[clang] [llvm] AMDGPU: Move enqueued block handling into clang (PR #128519)

Mon Feb 24 06:25:55 PST 2025

llvmbot wrote:




@llvm/pr-subscribers-backend-amdgpu

Author: Matt Arsenault (arsenm)

<details>
<summary>Changes</summary>

The previous implementation wasn't maintaining a faithful IR
representation of how this really works. The value returned by
createEnqueuedBlockKernel wasn't actually used as a function, and
hacked up later to be a pointer to the runtime handle global
variable. In reality, the enqueued block is a struct where the first
field is a pointer to the kernel descriptor, not the kernel itself. We
were also relying on passing around a reference to a global using a
string attribute containing its name. It's better to base this on a
proper IR symbol reference during final emission.

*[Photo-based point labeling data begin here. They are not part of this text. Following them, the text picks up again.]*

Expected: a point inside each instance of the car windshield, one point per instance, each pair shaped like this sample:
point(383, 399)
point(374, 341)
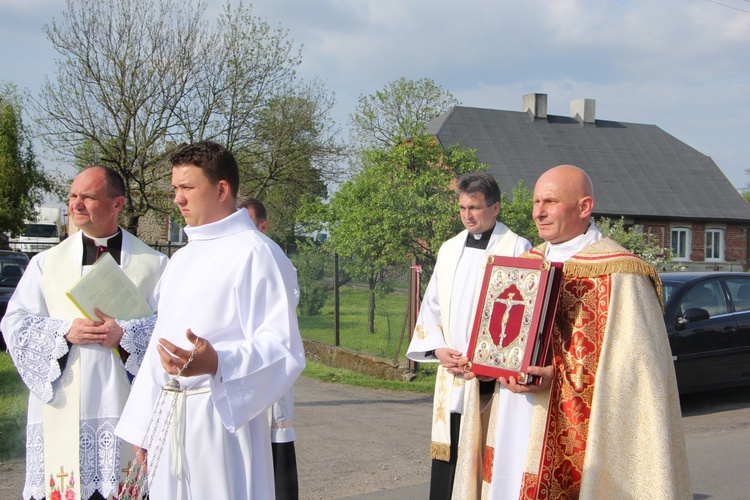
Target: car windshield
point(11, 268)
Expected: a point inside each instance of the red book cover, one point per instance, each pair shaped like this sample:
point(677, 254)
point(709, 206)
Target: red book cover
point(514, 318)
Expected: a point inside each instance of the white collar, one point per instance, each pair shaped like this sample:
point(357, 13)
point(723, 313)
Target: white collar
point(560, 252)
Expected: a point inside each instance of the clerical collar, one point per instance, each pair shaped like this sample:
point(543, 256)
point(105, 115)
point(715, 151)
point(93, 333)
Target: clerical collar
point(561, 252)
point(95, 247)
point(479, 241)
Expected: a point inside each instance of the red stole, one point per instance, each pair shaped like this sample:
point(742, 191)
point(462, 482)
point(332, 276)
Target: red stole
point(576, 344)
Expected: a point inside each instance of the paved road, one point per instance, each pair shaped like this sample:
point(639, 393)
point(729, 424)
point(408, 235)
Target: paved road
point(383, 440)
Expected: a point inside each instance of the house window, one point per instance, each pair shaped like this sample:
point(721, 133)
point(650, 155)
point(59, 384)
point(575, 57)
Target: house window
point(714, 245)
point(680, 239)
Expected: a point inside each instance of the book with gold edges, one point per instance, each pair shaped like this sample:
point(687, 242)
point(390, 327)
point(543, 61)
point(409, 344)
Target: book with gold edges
point(514, 318)
point(107, 287)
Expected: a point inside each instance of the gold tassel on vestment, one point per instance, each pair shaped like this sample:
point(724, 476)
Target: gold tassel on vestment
point(603, 258)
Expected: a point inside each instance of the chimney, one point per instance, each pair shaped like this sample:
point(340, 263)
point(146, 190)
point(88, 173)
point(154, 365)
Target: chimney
point(583, 110)
point(536, 104)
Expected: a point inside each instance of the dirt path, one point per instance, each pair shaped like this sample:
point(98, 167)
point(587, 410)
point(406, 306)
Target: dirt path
point(350, 441)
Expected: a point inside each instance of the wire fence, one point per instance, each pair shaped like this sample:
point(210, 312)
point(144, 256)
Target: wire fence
point(373, 320)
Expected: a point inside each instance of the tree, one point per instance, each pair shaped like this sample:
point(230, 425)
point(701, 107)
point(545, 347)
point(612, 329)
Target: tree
point(398, 112)
point(22, 181)
point(137, 77)
point(635, 241)
point(401, 205)
point(294, 152)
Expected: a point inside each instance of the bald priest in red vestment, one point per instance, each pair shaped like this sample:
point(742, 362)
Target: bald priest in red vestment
point(605, 422)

This now avoids using a function attribute on kernels and avoids using
the additional "runtime-handle" attribute to populate the final
metadata. Instead, associate the runtime handle reference to the
kernel with the !associated global metadata. We can then get a final,
correctly mangled name at the end.

I couldn't figure out how to get rename-with-external-symbol behavior
using a combination of comdats and aliases, so leaves an IR pass to
externalize the runtime handles for codegen. If anything breaks, it's
most likely this, so leave avoiding this for a later step. Use a
special section name to enable this behavior. This also means it's
possible to declare enqueuable kernels in source without going through
the dedicated block syntax or other dedicated compiler support.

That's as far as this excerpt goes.